Kansas Senator Jerry Moran Blasts Obama on Cancun Gun Control Conference

U.N. passes arms trade treaty

On August 25th, the first meeting of nations regarding the controversial UN Arms Trade Treaty (ATT) wrapped up in Cancun. The ATT was ratified by all nations in attendance except the United States, as the Senate has made clear that the U. S., far from being a party to this treaty, would not participate and would not ratify it.

Yet President Barack Obama sent representatives to participate anyway.

Kansas Republican Senator Jerry Moran is the driving force behind the bipartisan coalition which said this treaty would be dead on arrival:

We made clear, in fact I led the effort, and more than 50 Senators signed a letter to the president saying "you shouldn't be negotiating this treaty at the UN, and if you come up with a treaty we will not vote to ratify it."

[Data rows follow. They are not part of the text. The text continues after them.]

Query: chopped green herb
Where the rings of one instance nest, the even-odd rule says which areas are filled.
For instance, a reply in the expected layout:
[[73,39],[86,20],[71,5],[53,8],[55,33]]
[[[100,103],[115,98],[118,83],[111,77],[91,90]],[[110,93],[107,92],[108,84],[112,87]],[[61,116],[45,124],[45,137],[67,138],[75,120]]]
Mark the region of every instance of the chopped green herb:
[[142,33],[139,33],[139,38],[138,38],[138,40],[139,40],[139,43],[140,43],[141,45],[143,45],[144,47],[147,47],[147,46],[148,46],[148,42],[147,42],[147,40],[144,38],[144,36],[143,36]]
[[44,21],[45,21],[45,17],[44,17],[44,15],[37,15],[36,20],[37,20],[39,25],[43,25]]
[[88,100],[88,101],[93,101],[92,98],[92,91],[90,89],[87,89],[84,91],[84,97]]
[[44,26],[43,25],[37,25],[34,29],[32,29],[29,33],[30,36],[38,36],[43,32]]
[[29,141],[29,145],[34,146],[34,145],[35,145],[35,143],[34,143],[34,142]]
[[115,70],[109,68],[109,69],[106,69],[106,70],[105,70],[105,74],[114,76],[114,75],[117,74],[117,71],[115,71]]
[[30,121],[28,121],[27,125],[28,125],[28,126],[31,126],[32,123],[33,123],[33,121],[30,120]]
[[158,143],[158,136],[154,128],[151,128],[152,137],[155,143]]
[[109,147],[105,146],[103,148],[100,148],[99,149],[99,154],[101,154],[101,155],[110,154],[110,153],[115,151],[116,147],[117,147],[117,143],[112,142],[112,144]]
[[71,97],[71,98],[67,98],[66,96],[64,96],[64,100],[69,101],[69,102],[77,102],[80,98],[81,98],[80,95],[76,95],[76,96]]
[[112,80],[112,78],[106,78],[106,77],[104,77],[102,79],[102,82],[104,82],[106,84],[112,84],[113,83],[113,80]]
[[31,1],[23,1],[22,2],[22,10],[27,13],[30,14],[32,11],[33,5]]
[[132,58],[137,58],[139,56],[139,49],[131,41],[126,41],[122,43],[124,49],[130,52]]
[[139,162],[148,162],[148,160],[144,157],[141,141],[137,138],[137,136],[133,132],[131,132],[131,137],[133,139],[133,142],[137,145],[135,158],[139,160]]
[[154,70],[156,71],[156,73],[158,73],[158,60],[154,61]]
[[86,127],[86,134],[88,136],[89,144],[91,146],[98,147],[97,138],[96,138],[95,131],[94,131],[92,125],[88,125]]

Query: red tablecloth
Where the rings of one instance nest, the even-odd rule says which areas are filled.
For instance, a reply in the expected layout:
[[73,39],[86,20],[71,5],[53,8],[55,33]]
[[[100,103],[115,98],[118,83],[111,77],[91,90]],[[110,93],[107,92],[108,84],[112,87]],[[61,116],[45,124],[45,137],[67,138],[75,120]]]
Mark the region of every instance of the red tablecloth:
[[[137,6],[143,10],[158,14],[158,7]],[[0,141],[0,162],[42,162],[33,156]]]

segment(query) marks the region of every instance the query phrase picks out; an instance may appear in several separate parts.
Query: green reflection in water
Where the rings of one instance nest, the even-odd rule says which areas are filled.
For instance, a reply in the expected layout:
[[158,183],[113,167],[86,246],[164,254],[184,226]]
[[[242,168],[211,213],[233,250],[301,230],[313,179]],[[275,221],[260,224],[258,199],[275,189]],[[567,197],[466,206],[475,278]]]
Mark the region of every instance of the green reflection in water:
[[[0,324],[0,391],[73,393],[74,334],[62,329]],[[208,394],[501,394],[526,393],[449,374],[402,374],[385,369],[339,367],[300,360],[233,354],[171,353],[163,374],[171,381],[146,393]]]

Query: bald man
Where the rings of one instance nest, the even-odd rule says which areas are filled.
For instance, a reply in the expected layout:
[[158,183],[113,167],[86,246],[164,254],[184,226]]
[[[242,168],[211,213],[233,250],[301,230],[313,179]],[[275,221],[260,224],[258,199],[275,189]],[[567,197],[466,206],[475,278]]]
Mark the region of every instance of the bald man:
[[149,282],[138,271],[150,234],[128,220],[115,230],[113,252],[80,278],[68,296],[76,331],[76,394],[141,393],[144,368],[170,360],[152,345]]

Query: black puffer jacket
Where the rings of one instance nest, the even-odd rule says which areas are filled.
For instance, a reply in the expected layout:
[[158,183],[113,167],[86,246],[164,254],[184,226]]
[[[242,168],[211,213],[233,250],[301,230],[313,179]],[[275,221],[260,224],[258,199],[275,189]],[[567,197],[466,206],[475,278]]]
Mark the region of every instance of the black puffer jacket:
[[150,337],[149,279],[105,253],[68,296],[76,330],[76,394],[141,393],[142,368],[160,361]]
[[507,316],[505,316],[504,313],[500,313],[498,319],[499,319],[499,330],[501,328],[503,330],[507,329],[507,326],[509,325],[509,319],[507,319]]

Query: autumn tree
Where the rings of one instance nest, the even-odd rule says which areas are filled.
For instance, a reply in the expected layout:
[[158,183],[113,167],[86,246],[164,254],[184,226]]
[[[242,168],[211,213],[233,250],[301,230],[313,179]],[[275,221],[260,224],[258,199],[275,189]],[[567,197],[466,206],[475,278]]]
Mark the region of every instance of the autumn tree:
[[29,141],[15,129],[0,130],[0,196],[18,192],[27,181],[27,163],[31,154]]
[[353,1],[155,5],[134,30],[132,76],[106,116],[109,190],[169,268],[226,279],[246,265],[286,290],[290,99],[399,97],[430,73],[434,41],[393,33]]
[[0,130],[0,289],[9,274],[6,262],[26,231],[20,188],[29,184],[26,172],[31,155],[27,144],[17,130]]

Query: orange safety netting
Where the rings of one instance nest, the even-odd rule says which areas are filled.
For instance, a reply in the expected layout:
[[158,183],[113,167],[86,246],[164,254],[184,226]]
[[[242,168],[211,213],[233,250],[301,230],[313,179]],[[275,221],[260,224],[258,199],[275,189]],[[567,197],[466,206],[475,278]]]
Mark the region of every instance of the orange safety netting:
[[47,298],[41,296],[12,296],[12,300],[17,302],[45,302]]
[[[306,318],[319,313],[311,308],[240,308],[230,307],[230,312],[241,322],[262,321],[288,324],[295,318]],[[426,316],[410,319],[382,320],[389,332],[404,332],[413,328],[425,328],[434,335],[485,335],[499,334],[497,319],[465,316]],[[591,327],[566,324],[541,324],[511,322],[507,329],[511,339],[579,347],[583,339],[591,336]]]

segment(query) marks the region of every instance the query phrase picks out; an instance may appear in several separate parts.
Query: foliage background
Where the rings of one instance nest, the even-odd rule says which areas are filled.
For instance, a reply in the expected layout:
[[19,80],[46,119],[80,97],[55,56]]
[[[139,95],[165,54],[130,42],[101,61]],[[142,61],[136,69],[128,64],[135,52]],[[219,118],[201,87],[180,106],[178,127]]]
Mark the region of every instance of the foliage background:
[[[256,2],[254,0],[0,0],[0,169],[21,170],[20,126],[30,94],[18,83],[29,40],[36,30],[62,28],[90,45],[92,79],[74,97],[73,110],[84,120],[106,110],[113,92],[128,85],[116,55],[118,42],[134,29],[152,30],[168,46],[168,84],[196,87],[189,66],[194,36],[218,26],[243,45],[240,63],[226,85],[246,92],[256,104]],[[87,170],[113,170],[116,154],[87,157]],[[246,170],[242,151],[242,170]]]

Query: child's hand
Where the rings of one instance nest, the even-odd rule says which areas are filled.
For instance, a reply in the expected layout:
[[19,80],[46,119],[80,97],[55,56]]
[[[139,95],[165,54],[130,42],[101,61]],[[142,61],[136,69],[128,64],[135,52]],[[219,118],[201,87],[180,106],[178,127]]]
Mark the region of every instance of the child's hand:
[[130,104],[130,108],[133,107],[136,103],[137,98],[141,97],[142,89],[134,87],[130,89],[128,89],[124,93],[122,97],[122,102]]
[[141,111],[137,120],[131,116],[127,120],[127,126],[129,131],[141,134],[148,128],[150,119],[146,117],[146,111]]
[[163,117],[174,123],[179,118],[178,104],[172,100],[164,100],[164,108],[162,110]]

The problem, according to Ted Bromund in the Weekly Standard, is that the U.S. "got played."

Nominally, the ATT is about controlling the illicit arms traffic, and about encouraging nations to take responsibility in whom they sell arms to. On its face, that’s a sensible idea. What isn’t so sensible is believing that a treaty will force nations to do what they evidently don’t want to do.

In theory, the treaty would force nations to declare their small arms imports and exports. Of course, no treaty is needed to do this. States could already choose to do this if they wished. This ambiguity is part of the problem, according to Moran's office:

The specific impacts on the 2nd Amendment are unclear, but the intent to rein in 2nd Amendment freedoms is clearly there on the part of treaty supporters. The treaty language is so ambiguous it’s dangerous.

One of the chief proponents of this treaty is Mexico, which has long blamed the U.S. for gun violence south of the border, especially since the Obama administration allowed hundreds to thousands of guns to be "walked" into its country through the insane Operation Fast and Furious.

Looking at the guidance given to the administration by the Senate, it is unclear why the U.S. participated whatsoever in the Cancun conference. But the U.S. did, and certainly was not there to derail the treaty. Says Moran:

For them to participate in the conference in Cancun is just one more piece of evidence that they give credibility to a United Nations document that we're not a party to.